Weight Loss and the Glycemic Index
I'm sure that many people have been through the consequences of a "sugar crash" without really appreciating what was going on within their body
. Then, as soon as our blood sugar drops below a certain point, the body responds by bringing about an overall feeling of low energy... I'm sure you've 'been there'. The human body operates much better when it is given a steady, continuous source of blood sugar. Therefore by using the
glycemic index, we can make conscious food choices that will help give us a progressive and regular supply of glucose into the bloodstream, resulting in a continual supply of energy as we continue through our day. The glycemic index is a method of ranking foods related to the effect that they have on the levels of sugar (glucose) in our blood, but more specifically with regards to carbohydrates. Items that are high in protein or fat don't tend to produce the same sudden rise in blood glucose levels. The GI determines the amount that a 50-gram portion of carbohydrates spikes the blood-sugar levels (normally within a 2 hour period after eating) and weighs that against a control; typically pure glucose and/or white bread. All carbohydrates cause a brief increase in our blood glucose level (called the glycemic response), but not all carbohydrates work the same way. Also, the amount of food taken, the type of carb, and how it's prepared, as well as how it's processed all have an effect on the glycemic response. Each food type within the
glycemic index are given a ranking that falls between 1 to 100... 100 being the rating number for pure glucose. Foods that are deemed high, rank greater than 70, medium foods rank from 56 to 69 on the index (GI) and foods that are regarded as low, score less than 55. So taking pretzels as an example... they have a score of 81 on the index and therefore regarded as high. A fruit cocktail is deemed mid-range with a ranking of 56 and broccoli is regarded as low with a ranking of 15. The slower our body processes food, the slower insulin is released which sees a healthier outcome on the body. So, the idea is to limit consumption of the foods with a high glycemic index score and consume more of the foods with low values on the index. An increase in body weight is then better controlled because by eating foods that raise blood sugar levels slowly, you tend to sustain that feeling of fullness for longer periods. The index is certainly more about quality of carbohydrates, and not about quantity. However the amount we consume does make a difference when we start analyzing glycemic load values, but the measurement of food within the glycemic index is not connected to the size of the portion.
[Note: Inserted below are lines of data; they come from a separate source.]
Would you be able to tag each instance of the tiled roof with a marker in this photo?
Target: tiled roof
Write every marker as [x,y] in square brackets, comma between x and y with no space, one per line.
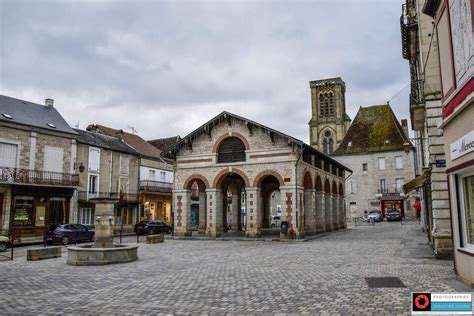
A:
[374,129]
[164,143]
[32,114]
[143,147]
[104,141]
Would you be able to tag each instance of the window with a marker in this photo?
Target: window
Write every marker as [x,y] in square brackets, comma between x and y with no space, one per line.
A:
[93,185]
[467,203]
[399,184]
[326,104]
[398,162]
[94,159]
[86,216]
[231,149]
[123,164]
[8,155]
[382,186]
[381,163]
[151,174]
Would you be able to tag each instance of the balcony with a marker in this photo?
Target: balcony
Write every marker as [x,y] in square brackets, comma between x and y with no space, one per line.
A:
[37,177]
[156,186]
[122,197]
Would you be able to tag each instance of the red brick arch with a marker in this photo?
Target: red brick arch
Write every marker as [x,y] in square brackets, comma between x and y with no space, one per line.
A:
[259,178]
[218,142]
[196,177]
[221,175]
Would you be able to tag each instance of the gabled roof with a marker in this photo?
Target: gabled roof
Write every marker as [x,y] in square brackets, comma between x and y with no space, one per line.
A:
[32,114]
[374,129]
[104,141]
[164,143]
[136,142]
[224,116]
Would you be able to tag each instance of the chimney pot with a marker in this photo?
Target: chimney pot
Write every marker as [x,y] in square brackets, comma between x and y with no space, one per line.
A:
[49,102]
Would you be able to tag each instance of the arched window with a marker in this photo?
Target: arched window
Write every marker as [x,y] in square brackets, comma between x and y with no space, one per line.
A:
[231,149]
[326,104]
[328,143]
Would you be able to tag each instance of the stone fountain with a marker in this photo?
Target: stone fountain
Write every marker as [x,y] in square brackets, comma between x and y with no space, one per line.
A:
[103,251]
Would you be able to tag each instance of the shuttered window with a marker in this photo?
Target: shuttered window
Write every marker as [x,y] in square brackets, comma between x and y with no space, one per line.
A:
[53,159]
[94,159]
[8,155]
[232,149]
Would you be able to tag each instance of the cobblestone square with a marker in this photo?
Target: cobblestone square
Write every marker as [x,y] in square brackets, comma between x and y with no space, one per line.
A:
[324,276]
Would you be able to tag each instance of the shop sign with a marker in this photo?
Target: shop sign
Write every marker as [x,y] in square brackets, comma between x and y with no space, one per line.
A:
[462,146]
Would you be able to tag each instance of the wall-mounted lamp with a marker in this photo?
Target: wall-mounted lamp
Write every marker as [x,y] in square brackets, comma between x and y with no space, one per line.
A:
[80,166]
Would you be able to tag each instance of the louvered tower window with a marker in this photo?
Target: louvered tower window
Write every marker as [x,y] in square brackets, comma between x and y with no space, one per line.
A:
[232,149]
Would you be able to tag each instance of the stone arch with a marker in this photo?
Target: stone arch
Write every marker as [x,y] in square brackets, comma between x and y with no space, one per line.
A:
[221,175]
[334,187]
[218,142]
[318,184]
[307,181]
[259,178]
[200,179]
[327,186]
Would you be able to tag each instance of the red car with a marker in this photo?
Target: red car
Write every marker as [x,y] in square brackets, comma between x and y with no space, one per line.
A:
[67,233]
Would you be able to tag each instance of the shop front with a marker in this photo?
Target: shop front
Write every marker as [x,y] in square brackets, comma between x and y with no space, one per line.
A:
[34,209]
[459,143]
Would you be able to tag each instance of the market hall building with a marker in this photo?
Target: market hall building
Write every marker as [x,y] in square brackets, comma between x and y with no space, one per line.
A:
[246,173]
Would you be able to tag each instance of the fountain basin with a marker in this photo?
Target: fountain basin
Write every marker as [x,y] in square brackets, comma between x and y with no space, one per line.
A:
[89,255]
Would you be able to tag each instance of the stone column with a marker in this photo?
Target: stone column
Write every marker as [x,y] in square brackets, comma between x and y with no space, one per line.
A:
[328,211]
[104,222]
[182,215]
[320,211]
[214,213]
[202,213]
[342,210]
[310,211]
[335,212]
[254,212]
[235,211]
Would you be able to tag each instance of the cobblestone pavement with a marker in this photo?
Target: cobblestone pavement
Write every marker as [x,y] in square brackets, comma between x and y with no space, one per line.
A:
[321,276]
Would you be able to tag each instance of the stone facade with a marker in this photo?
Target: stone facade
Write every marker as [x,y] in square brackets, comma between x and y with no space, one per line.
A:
[270,164]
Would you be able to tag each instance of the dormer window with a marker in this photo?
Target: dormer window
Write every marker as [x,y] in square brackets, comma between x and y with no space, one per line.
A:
[232,149]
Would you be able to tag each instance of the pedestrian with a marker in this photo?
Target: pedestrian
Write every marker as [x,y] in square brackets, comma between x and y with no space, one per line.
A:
[417,207]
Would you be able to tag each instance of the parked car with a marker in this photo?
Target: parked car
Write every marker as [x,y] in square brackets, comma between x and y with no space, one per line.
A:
[375,215]
[4,243]
[67,233]
[393,215]
[152,227]
[276,221]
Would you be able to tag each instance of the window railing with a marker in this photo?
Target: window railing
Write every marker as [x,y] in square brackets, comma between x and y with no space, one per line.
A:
[156,186]
[27,176]
[122,197]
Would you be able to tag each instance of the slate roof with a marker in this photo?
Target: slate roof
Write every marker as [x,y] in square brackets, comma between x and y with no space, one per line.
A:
[104,141]
[374,129]
[32,114]
[140,145]
[222,117]
[164,143]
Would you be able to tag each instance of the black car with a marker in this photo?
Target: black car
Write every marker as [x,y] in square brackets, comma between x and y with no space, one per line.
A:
[152,227]
[393,215]
[66,233]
Whether it's 10 grams or 1000 grams, it's the same score (number). When individuals use the
glycemic index to make healthier meals, it helps to keep our blood-sugar levels in control. Researchers made assumptions in the 80's that our bodies absorbed and broke down simple sugars rapidly, creating immediate increases in blood glucose levels which of course, at that time, led to the assumption that we should avoid sugar. They now know that simple sugars don't cause the blood glucose to spike any faster than some complex carbohydrates do. But don't forget these sugars are still empty calories and should still be eliminated where possible. With things like regular exercise, decreased saturated and/or trans fats, incorporation of a high-fiber diet, and also using the glycemic index... will really help get the average person to their ideal weight, and keep them there.